In a world that has been filled for 3 1/2 months with soul-defining tragedy and small victories, Drew feels close to being, in his words, "more normal."
"It feels like I'm accomplishing my dream to push a manual chair," he says.
As one dream becomes more attainable, another, coming home — and trying to return to his old life — is getting closer by the second.
Day TWO of three
SUNDAY: Drew falls during gymnastics practice and injures his spine. He and his mom, Fran, are forced to confront their new reality.
TODAY: Drew's injury takes him to one of the nation's premier spinal cord injury centers, where he learns to regain some independence and struggles to adjust.

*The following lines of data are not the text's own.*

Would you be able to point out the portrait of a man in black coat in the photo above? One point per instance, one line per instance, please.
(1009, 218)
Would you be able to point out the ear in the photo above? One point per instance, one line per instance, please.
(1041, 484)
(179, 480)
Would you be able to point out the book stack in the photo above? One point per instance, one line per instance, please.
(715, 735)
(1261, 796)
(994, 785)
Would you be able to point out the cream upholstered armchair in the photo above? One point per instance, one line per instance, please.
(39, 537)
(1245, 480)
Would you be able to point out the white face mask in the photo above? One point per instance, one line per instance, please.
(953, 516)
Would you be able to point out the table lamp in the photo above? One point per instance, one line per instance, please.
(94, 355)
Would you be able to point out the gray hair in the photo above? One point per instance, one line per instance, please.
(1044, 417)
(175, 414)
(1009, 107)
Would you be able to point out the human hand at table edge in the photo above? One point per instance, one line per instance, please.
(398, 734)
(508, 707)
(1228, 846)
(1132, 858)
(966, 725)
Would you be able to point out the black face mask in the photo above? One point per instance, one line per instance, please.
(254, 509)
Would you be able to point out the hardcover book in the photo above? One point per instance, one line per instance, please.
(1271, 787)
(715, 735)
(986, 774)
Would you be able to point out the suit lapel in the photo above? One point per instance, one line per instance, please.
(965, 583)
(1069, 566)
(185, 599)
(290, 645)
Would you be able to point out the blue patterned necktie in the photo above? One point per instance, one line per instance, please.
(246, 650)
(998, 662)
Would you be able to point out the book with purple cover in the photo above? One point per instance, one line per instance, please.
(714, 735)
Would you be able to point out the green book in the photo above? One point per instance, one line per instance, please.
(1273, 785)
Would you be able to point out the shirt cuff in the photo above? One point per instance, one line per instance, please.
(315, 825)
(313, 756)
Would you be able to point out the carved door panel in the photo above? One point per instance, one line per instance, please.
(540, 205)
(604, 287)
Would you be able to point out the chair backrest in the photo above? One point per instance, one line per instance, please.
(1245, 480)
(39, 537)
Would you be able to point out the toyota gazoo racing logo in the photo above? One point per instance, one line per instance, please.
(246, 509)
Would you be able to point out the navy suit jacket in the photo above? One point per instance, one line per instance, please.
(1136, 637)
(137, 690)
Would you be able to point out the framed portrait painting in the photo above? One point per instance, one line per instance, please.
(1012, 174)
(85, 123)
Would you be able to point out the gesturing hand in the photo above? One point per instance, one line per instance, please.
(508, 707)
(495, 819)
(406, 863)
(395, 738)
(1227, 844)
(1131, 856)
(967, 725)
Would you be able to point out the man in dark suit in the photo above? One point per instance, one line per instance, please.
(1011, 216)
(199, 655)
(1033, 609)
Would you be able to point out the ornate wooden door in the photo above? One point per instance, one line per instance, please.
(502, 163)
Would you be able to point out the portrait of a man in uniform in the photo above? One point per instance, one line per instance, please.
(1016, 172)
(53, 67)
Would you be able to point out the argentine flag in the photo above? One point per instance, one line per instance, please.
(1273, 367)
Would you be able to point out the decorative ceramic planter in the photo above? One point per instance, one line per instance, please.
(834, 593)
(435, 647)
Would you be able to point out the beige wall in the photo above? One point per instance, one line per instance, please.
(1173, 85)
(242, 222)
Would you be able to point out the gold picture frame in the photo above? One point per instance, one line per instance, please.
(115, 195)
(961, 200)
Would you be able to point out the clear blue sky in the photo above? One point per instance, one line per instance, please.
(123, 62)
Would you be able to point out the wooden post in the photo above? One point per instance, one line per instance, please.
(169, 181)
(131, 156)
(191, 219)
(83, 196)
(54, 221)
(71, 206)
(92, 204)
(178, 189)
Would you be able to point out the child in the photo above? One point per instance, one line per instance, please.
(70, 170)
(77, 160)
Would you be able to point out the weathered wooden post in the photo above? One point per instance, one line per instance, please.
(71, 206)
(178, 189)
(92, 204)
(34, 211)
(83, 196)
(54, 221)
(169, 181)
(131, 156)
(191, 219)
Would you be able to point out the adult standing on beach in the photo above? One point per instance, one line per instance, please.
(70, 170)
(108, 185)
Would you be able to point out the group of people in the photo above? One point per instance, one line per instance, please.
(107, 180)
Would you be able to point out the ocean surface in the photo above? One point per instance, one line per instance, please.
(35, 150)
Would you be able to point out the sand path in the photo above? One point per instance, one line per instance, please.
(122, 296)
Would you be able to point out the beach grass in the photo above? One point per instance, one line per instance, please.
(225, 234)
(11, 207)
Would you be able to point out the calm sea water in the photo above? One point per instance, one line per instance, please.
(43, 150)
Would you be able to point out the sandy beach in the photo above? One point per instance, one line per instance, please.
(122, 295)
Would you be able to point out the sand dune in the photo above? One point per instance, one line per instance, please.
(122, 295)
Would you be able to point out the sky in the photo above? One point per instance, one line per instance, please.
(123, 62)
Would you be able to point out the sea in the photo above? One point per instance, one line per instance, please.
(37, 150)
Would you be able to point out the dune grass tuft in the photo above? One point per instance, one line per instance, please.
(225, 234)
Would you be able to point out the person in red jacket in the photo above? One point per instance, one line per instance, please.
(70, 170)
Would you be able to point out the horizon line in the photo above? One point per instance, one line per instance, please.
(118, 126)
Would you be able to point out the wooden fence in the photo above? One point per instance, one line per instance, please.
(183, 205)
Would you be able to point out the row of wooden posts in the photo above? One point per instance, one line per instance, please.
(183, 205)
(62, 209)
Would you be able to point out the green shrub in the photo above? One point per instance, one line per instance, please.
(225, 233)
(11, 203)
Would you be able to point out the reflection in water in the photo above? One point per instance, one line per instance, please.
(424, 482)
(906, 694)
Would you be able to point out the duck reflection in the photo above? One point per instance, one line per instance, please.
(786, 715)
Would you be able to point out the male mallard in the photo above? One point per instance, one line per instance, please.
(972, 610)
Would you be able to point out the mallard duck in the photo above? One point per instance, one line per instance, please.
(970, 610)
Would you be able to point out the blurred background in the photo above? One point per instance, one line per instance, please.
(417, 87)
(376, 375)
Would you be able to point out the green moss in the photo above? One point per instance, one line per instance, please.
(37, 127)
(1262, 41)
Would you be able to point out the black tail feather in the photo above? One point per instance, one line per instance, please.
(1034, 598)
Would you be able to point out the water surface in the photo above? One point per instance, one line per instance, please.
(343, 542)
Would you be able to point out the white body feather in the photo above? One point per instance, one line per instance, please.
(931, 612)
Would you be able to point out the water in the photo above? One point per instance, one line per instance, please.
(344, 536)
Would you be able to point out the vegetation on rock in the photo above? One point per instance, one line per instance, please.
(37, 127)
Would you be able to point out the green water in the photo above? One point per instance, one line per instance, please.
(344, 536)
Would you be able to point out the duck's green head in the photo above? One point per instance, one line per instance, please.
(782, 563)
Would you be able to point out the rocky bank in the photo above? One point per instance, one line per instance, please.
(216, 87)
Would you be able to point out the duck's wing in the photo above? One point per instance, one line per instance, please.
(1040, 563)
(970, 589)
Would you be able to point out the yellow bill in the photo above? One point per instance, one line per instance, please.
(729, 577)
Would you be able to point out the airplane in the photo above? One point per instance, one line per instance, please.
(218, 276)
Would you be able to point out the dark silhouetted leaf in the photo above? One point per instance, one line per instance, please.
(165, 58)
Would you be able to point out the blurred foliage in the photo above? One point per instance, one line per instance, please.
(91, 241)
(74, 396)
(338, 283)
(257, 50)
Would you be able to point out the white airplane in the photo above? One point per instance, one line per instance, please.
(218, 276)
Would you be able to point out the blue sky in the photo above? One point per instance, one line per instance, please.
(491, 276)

TUESDAY: With Drew's dream of returning home getting closer, his friends and family in Tucson prepare for his arrival.
● The spinal column is divided into four major regions: the cervical (neck), thoracic (chest), lumbar (lower back) and sacral (tailbone). There are eight spinal cord segments in the cervical region, 12 in the thoracic and five in the lumbar and sacral.
● Injuries to the cervical region are diagnosed as quadriplegia, or weakness of all four extremities. Injuries to the other three regions cause paraplegia, or weakness of the lower extremities.